Na prática, a liderança disruptiva de pastores evangélicos têm proporcionado novas formas de praticar a fé. É o caso de Lucas Sacramento, de 27 anos. “Estar vivo hoje, de pé, crendo, é um milagre”, disse ele à piauí. A ponderação é de um evangélico que precisou se reencontrar com a fé ao longo do caminho. Desde a adolescência já se entendia como gay e cristão, mas a junção da religiosidade com a identidade nunca foi algo bem resolvido. Atualmente, ele é membro da Igreja Batista de Água Branca, de Kivitz. Canta no coro da congregação e participa de outros ministérios. Mas, antes disso, passou quase toda a vida em Alagoinhas, na Bahia, frequentando a igreja pentecostal Deus é Amor.
Aos 12 anos, já dirigia círculos de oração, pregando e cantando. Até decidir deixar a igreja, incomodado com o conservadorismo dos usos e costumes. Os namoros só são “permitidos” a partir de 16 anos e entre pessoas do mesmo credo (relacionamentos com “incrédulos” não são aceitos), homens só poder ter cabelos curtos e mulheres compridos. Lucas, por exemplo, ostenta uma cabeleira na altura dos ombros.
No início da pandemia, Lucas transferiu-se para a Igreja Batista da Lagoinha, em busca de renovação, mas também encontrou preconceito e intolerância, “apesar de ser uma igreja moderna”. A virada de chave veio em 2023, quando mudou-se para São Paulo em busca de novas oportunidades profissionais e descobriu os cultos de Kivitz. “Eu gostei, mas tinha decidido que não queria fazer parte de nada”. Não conseguiu. Foi arrebatado após ouvir uma pregação e retomou o ministério na área musical. “Foi um processo de cura ao me desvincular do que eu vivi durante muito tempo, foi muito difícil. Amigos meus pararam de falar comigo depois que virei as costas para esse mundo [fundamentalista]”.

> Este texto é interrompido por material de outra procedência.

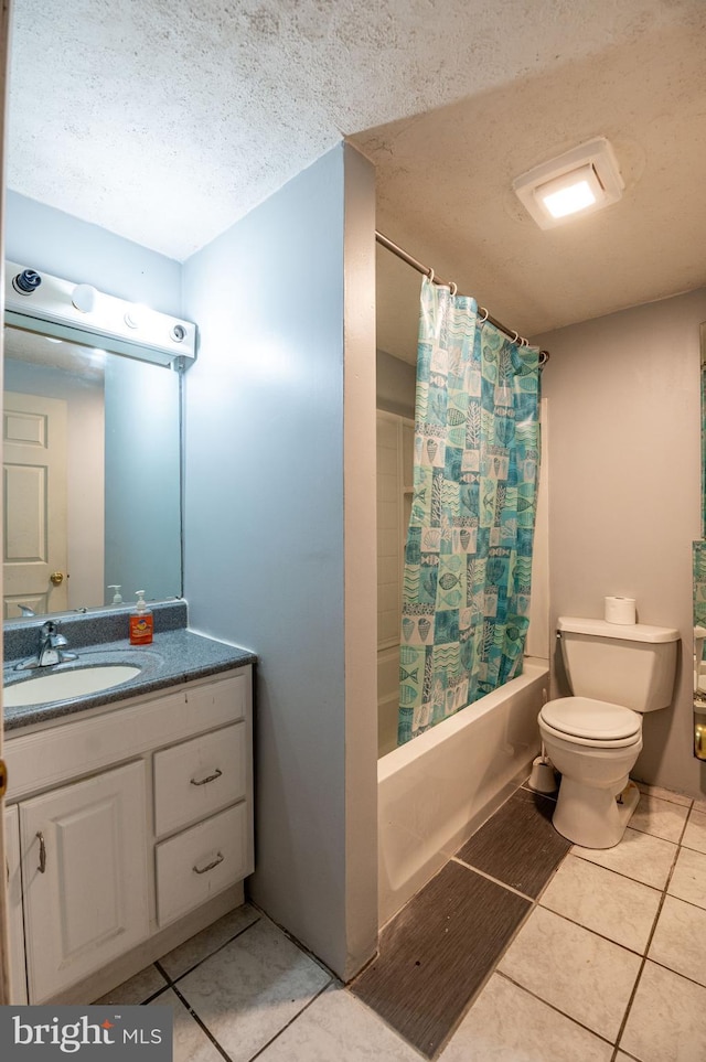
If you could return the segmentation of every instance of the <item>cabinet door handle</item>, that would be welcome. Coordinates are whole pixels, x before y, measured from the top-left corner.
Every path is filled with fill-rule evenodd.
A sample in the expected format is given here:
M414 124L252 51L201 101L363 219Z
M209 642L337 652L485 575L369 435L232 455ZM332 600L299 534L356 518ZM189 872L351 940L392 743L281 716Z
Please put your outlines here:
M224 859L225 859L225 856L223 855L222 851L220 851L216 858L213 860L213 862L210 862L207 866L202 867L201 869L199 869L199 867L192 867L191 869L193 870L194 873L205 873L206 870L213 870L214 867L217 867L218 863L223 862Z
M223 771L220 771L218 768L216 768L215 774L210 774L210 775L208 775L207 777L205 777L205 779L199 779L199 781L196 781L196 779L192 779L192 780L191 780L191 784L192 784L192 785L205 785L206 782L215 782L215 780L216 780L216 779L220 779L222 774L223 774Z
M36 832L36 836L39 837L39 841L40 841L39 871L40 873L46 873L46 845L44 844L44 835L42 834L41 829Z

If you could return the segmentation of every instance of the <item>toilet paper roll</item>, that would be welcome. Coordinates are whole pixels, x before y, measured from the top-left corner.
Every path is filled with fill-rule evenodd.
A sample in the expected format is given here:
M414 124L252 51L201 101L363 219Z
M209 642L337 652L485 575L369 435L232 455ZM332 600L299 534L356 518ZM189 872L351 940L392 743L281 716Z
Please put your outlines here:
M630 624L635 622L634 598L605 598L606 619L609 623Z

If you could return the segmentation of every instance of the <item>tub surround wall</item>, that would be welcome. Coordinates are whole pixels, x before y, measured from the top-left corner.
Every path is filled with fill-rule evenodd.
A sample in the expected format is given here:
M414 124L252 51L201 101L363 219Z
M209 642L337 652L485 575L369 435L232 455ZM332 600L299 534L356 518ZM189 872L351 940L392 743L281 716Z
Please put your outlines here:
M381 311L382 312L382 311ZM377 352L377 408L398 417L415 419L417 373L409 362L403 362L386 351Z
M344 978L377 930L373 234L341 144L184 266L190 616L260 662L252 893Z
M692 541L700 537L699 323L706 290L560 329L543 394L552 416L550 623L638 599L682 636L673 705L645 716L633 775L694 797ZM556 658L554 661L556 667ZM558 680L557 680L558 677ZM554 695L566 693L557 668Z
M379 924L526 779L549 685L543 659L378 761Z

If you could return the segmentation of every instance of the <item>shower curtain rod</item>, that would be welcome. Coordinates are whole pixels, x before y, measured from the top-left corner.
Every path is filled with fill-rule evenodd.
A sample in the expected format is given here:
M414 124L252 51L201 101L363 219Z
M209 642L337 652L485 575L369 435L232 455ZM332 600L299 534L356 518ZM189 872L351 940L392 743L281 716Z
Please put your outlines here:
M417 272L421 272L425 275L425 277L428 277L432 283L438 283L440 287L443 287L443 288L451 288L452 289L451 294L456 294L458 289L454 283L448 283L443 280L439 280L434 269L430 269L429 266L422 265L422 262L420 262L417 258L413 258L411 255L407 254L406 250L403 250L402 247L393 243L393 240L389 239L387 236L384 236L382 233L378 233L377 229L375 229L375 239L377 240L378 244L381 244L382 247L385 247L386 250L392 251L393 255L397 256L397 258L402 258L403 261L406 261L407 265L411 266L413 269L416 269ZM479 310L485 314L485 317L483 318L484 321L490 321L490 323L494 324L496 329L499 329L501 332L504 332L505 335L509 335L514 343L520 341L523 344L523 346L528 346L527 340L523 339L517 332L515 332L514 329L505 328L504 324L501 324L500 321L491 317L491 314L488 312L485 307L479 307ZM539 351L539 365L546 365L548 361L549 361L549 352Z

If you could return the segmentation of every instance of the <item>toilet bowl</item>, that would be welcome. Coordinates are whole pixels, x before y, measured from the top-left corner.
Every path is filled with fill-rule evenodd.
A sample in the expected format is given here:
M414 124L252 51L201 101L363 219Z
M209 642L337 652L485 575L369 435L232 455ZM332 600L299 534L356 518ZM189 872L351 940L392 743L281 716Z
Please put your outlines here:
M561 775L553 823L584 848L612 848L640 800L629 775L642 715L672 699L678 631L560 616L557 634L574 696L549 700L538 717Z
M553 822L584 848L612 848L622 837L639 791L625 790L642 749L642 718L622 705L564 697L539 712L539 733L561 774Z

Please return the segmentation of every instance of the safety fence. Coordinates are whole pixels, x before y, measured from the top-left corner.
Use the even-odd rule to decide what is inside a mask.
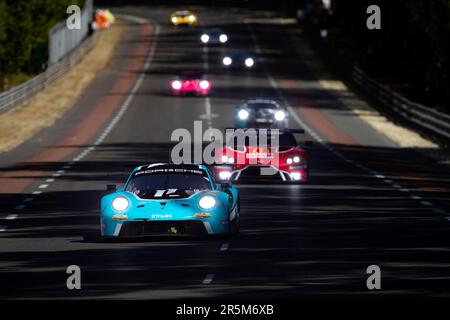
[[[388,106],[391,112],[435,136],[450,141],[450,115],[412,102],[400,94],[390,91],[356,66],[353,67],[352,78],[366,93],[382,105]]]
[[[309,23],[305,24],[304,28],[305,35],[321,59],[337,74],[356,84],[357,89],[373,99],[381,112],[450,146],[450,115],[413,102],[388,89],[370,78],[347,57],[337,53],[328,39],[320,35],[316,25]]]

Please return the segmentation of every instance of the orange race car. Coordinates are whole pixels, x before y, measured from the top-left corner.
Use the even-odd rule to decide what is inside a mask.
[[[191,26],[197,24],[197,16],[194,14],[194,12],[189,10],[175,11],[170,15],[169,23],[174,26]]]

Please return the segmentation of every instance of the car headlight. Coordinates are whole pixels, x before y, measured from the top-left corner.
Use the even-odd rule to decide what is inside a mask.
[[[247,58],[247,59],[245,59],[245,65],[247,66],[247,67],[252,67],[253,65],[255,64],[255,61],[252,59],[252,58]]]
[[[208,43],[209,36],[207,34],[202,34],[202,36],[200,37],[200,40],[202,40],[203,43]]]
[[[233,62],[233,60],[231,60],[230,57],[225,57],[222,59],[222,63],[226,66],[229,66],[232,62]]]
[[[239,117],[239,119],[241,119],[241,120],[247,120],[247,118],[248,118],[249,115],[250,115],[250,114],[248,113],[247,110],[240,110],[240,111],[238,112],[238,117]]]
[[[111,205],[116,211],[125,211],[128,209],[130,202],[125,197],[117,197],[113,200]]]
[[[231,178],[231,172],[230,171],[220,171],[219,172],[219,179],[220,180],[228,180]]]
[[[208,80],[202,80],[200,81],[200,88],[202,89],[208,89],[209,88],[209,81]]]
[[[286,114],[284,113],[284,111],[277,111],[275,112],[275,120],[277,121],[283,121],[284,118],[286,118]]]
[[[302,175],[300,172],[291,172],[290,176],[291,176],[292,180],[298,181],[298,180],[302,179]]]
[[[181,82],[178,80],[175,80],[174,82],[172,82],[172,88],[175,90],[180,90],[181,89]]]
[[[216,205],[216,199],[212,196],[203,196],[198,201],[198,205],[202,209],[209,210]]]
[[[227,37],[227,35],[226,34],[221,34],[220,36],[219,36],[219,41],[220,42],[222,42],[222,43],[225,43],[225,42],[227,42],[228,41],[228,37]]]
[[[223,155],[221,158],[223,163],[229,163],[229,164],[233,164],[234,163],[234,158],[233,157],[228,157],[226,155]]]

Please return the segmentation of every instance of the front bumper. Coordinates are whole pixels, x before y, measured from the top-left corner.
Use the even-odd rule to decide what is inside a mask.
[[[119,237],[150,235],[207,235],[202,221],[128,221],[120,226]]]

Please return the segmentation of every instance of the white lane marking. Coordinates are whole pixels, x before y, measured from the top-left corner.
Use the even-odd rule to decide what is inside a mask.
[[[121,223],[116,224],[116,228],[114,229],[113,235],[118,236],[120,233],[120,229],[122,229],[122,224]]]
[[[250,35],[251,38],[253,40],[255,49],[256,49],[256,53],[258,55],[261,55],[261,48],[258,46],[258,42],[256,40],[256,36],[255,33],[253,32],[252,27],[250,26],[248,20],[245,20],[245,23],[247,25],[248,30],[250,31]],[[287,98],[284,96],[283,91],[281,90],[281,88],[279,87],[277,81],[275,80],[275,78],[273,77],[272,73],[270,72],[270,70],[267,68],[266,64],[264,63],[264,59],[260,59],[262,61],[261,65],[264,69],[264,72],[266,74],[267,79],[269,80],[270,85],[272,86],[272,88],[274,89],[274,91],[277,93],[278,97],[280,98],[280,100],[283,101],[283,103],[286,105],[287,110],[289,111],[289,114],[292,116],[292,118],[297,122],[297,124],[302,127],[306,132],[308,132],[310,134],[311,137],[313,137],[318,143],[320,143],[323,147],[325,147],[326,149],[330,150],[333,154],[337,155],[338,153],[334,151],[334,149],[328,145],[327,142],[325,142],[324,139],[322,139],[310,126],[308,126],[302,119],[300,119],[300,117],[297,115],[297,113],[295,112],[294,108],[291,106],[291,104],[289,103],[289,101],[287,100]],[[351,163],[354,166],[362,169],[363,171],[369,171],[371,172],[372,170],[370,170],[369,168],[353,161],[350,159],[347,159],[344,155],[339,153],[339,158],[341,158],[342,160],[344,160],[347,163]],[[382,174],[376,174],[375,175],[376,178],[378,179],[386,179],[386,176],[382,175]],[[401,186],[395,184],[395,186],[398,186],[398,188],[401,188]],[[414,197],[414,196],[412,196]],[[413,198],[415,199],[415,198]],[[418,197],[418,199],[422,199],[420,197]],[[425,203],[425,204],[424,204]],[[428,201],[422,201],[423,205],[426,206],[433,206],[433,204],[431,202]]]
[[[213,233],[213,231],[211,229],[211,224],[208,221],[203,221],[203,225],[205,226],[205,229],[208,232],[208,234]]]
[[[210,284],[213,280],[214,280],[215,274],[214,273],[209,273],[206,275],[205,279],[203,279],[202,283],[203,284]]]
[[[206,44],[203,45],[203,69],[205,75],[209,72],[209,49]],[[211,98],[209,96],[205,97],[205,119],[206,127],[212,129],[212,112],[211,112]],[[206,137],[207,140],[211,139],[211,136]]]

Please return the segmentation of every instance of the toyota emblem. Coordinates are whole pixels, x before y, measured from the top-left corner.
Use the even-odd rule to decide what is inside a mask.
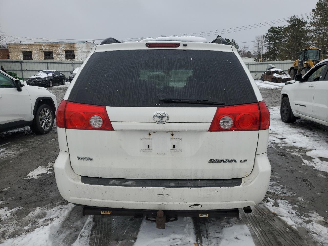
[[[169,115],[164,112],[156,112],[153,115],[153,119],[156,123],[162,124],[169,120]]]

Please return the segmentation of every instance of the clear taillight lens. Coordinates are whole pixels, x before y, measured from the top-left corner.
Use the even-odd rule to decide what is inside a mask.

Ele conta que a decisão de colaborar de maneira mais participativa na igreja de Kivitz veio depois de se sentir acolhido por um dos seus sermões. “Hoje quando eu paro e vejo o Ed falando sobre vários assuntos que na maioria das igrejas não se fala, vejo uma esperança, por mais que seja a longo prazo. Vejo potencial para trazer as pessoas para o que de fato é Cristo.“
Em meados de junho, a piauí acompanhou o culto de Ed René na Igreja Batista de Água Branca. Cerca de 1800 pessoas aguardavam o fim da pregação que falou sobre aborto e acolhimento a pessoas LGBTQIA para cumprimentar o pastor. Em meio a enorme fila de fiéis, lágrimas e olhos marejados, “os outros evangélicos” correram para agradecer o discurso do herege.